Now if your website is down for a week or multiple weeks the situation is a bit different. I saw on a news broadcast that experts had warned the White House that the new $600M+ healthcare.gov web site was not ready. But the people leading the project, as it seems so typical probably figured the claims were overblown (are they ever? in my experience they have not been – though I’ve never been involved in a $600M project before, or anywhere close to it) and decided to press onwards regardless.

So they had some architecture issues, some load issues, capacity problems etc. I just thought to myself – this problem really sounds easy to solve from a technical standpoint. They tried to do this to some extent(and failed) apparently with various waiting screens. There are some recent reports that longer term fixes may take weeks to months.

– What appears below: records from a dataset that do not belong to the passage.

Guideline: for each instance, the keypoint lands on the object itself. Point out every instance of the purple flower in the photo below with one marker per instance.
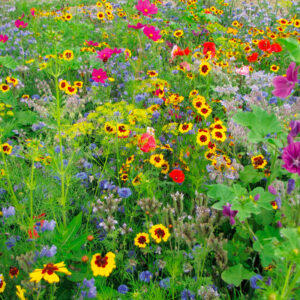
(291, 158)
(227, 212)
(8, 212)
(253, 281)
(291, 186)
(295, 130)
(123, 289)
(284, 85)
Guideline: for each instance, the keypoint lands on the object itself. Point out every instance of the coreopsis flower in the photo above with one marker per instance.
(147, 142)
(103, 265)
(146, 8)
(20, 292)
(291, 158)
(48, 273)
(159, 233)
(204, 68)
(177, 176)
(258, 161)
(284, 85)
(2, 284)
(99, 75)
(6, 148)
(152, 33)
(141, 240)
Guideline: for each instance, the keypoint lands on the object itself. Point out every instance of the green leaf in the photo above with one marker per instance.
(235, 275)
(8, 62)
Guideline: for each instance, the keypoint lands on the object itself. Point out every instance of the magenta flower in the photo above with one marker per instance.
(146, 8)
(284, 85)
(3, 38)
(291, 158)
(20, 24)
(152, 33)
(138, 26)
(99, 75)
(227, 212)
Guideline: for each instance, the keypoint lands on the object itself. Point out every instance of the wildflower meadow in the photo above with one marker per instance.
(149, 149)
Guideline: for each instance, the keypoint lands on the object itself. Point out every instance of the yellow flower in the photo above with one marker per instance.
(159, 233)
(258, 161)
(157, 160)
(2, 284)
(20, 292)
(141, 240)
(48, 273)
(103, 266)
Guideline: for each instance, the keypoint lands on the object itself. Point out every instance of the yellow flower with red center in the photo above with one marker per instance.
(178, 33)
(203, 137)
(6, 148)
(204, 68)
(20, 292)
(141, 240)
(48, 273)
(157, 160)
(103, 265)
(218, 135)
(68, 55)
(159, 233)
(185, 127)
(258, 161)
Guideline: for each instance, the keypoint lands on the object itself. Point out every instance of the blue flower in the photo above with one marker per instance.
(145, 276)
(123, 289)
(124, 192)
(253, 281)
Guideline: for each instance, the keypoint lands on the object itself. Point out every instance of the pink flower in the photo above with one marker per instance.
(3, 38)
(138, 26)
(147, 142)
(152, 33)
(244, 70)
(146, 8)
(99, 75)
(20, 24)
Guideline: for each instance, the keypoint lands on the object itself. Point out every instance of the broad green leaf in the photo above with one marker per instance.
(235, 275)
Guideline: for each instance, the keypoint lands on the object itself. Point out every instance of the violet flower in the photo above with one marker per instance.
(291, 158)
(227, 212)
(284, 85)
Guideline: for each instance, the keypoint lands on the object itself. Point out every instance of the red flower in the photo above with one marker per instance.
(177, 176)
(209, 46)
(253, 57)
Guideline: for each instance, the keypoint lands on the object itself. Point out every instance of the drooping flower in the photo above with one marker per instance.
(159, 233)
(141, 240)
(99, 75)
(177, 176)
(227, 212)
(152, 33)
(48, 273)
(284, 85)
(291, 158)
(103, 265)
(146, 8)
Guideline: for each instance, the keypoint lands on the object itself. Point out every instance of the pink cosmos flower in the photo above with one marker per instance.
(244, 70)
(147, 142)
(146, 8)
(3, 38)
(138, 26)
(99, 75)
(152, 33)
(291, 158)
(284, 85)
(20, 24)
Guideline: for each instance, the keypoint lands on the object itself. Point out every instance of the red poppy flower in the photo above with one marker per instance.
(177, 176)
(209, 46)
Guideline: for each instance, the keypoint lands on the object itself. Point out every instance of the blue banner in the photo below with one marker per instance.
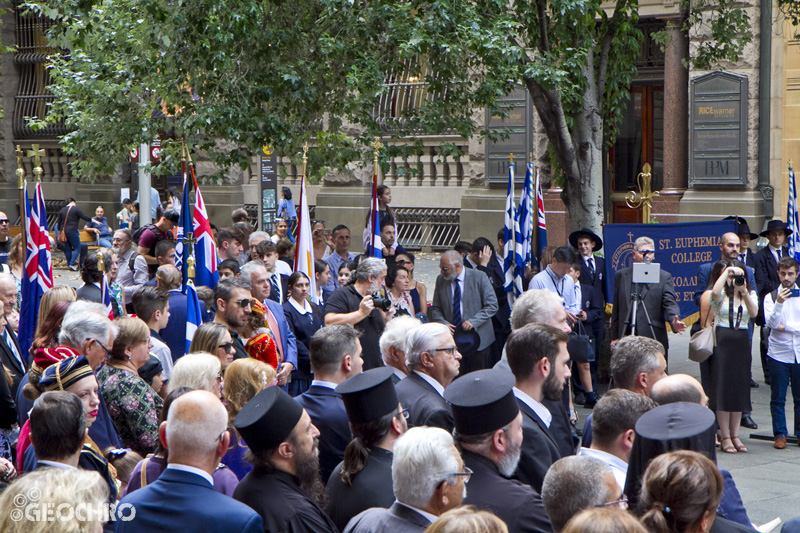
(680, 250)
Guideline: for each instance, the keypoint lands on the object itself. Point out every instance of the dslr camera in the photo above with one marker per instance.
(380, 302)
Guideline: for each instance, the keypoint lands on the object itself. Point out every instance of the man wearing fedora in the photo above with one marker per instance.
(767, 277)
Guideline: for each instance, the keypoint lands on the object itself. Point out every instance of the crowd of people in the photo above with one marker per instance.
(363, 408)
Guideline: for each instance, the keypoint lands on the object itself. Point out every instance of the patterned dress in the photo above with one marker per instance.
(134, 407)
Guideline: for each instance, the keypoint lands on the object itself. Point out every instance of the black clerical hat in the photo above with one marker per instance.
(585, 232)
(482, 401)
(268, 419)
(369, 396)
(670, 427)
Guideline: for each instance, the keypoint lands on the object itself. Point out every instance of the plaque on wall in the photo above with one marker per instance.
(718, 130)
(518, 127)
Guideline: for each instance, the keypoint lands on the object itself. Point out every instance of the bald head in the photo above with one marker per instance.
(678, 388)
(193, 427)
(729, 246)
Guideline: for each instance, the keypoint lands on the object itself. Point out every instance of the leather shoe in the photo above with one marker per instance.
(748, 422)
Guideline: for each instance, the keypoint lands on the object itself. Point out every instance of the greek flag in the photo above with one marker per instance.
(792, 218)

I’ve been on the receiving end of some pretty poorly written/designed applications that it didn’t really matter how much hardware you had it flat out wouldn’t scale. I remember one situation in particular during an outage of some kind and the VP of Engineering interrupted us on the conference call and said Guys – is there anything I can buy that would make this problem go away?  The answer back to him was No. At this same company we had Oracle – obviously a big company in the database space come to our company and tell us they had no other customers in the world doing what we were doing, and they could not guarantee results. Storage companies were telling us the same thing. Our OLTP database at the time was roughly 8 times the next largest Oracle OLTP database in the world (which was Amazon). That was, by far the most over designed application I’ve ever supported. It was an interesting experience, I learned a lot. Most other applications that I have supported suffered pretty serious design issues, though none were quite as bad as this one company in particular.

My solution is simple – go old school, take a number and notify people when they can use the website.

Write a little basic app, point healthcare.gov to it, allow people to register with really basic info like name and email address (or phone# if they prefer to use SMS). This would be an entirely separate application not part of the regular web site. This is really light weight application, perhaps even store it in some noSQL solution(for speed) because worst case if you lose the data they’ll just have to come back and register again.

So part of the registration the site would say we’ll send you an email or SMS when your turn is up, with a code,  and you’ll have a 24 hour window in which to use the site (past that and you have to register for a new number). If they can get the infrastructure done perhaps they could even have an automated phone system give them a call as well.

Then simply only allow a fraction of the # of people at a time on the website that the system can handle, if they built it for 50,000 people at a time I would probably start with 20,000 the first day or two and see how it goes(20,000 people per day not 20,000 simultaneous). Then ramp it up, if the application is scaling ok. As users register successfully the other application sees this and the next wave of notifications is sent. Recently I heard that officials were recommending people sign up through the call center(s), which I suppose is an OK stop gap but can’t imagine the throughput is very high there either.

I figure it may take a team of developers a few days to come up with such an app.

Shift the load of people trying to hit an expensive application over and over again to a really basic high performance registration application, and put the expensive application behind a barrier requiring an authentication code.

IMO they should of done this from the beginning, perhaps even in advance generating times based on social security numbers or something.

All of this is really designed to manage the flood of initial registrations, once the tidal wave is handled then open the web site up w/o authentication anymore.

There should be a separate, static, high speed site(on many CDNs) that has all of the information people would need to know when signing up, again something that is not directly connected to the transactional system. People can review this info in advance and that would make sign ups faster.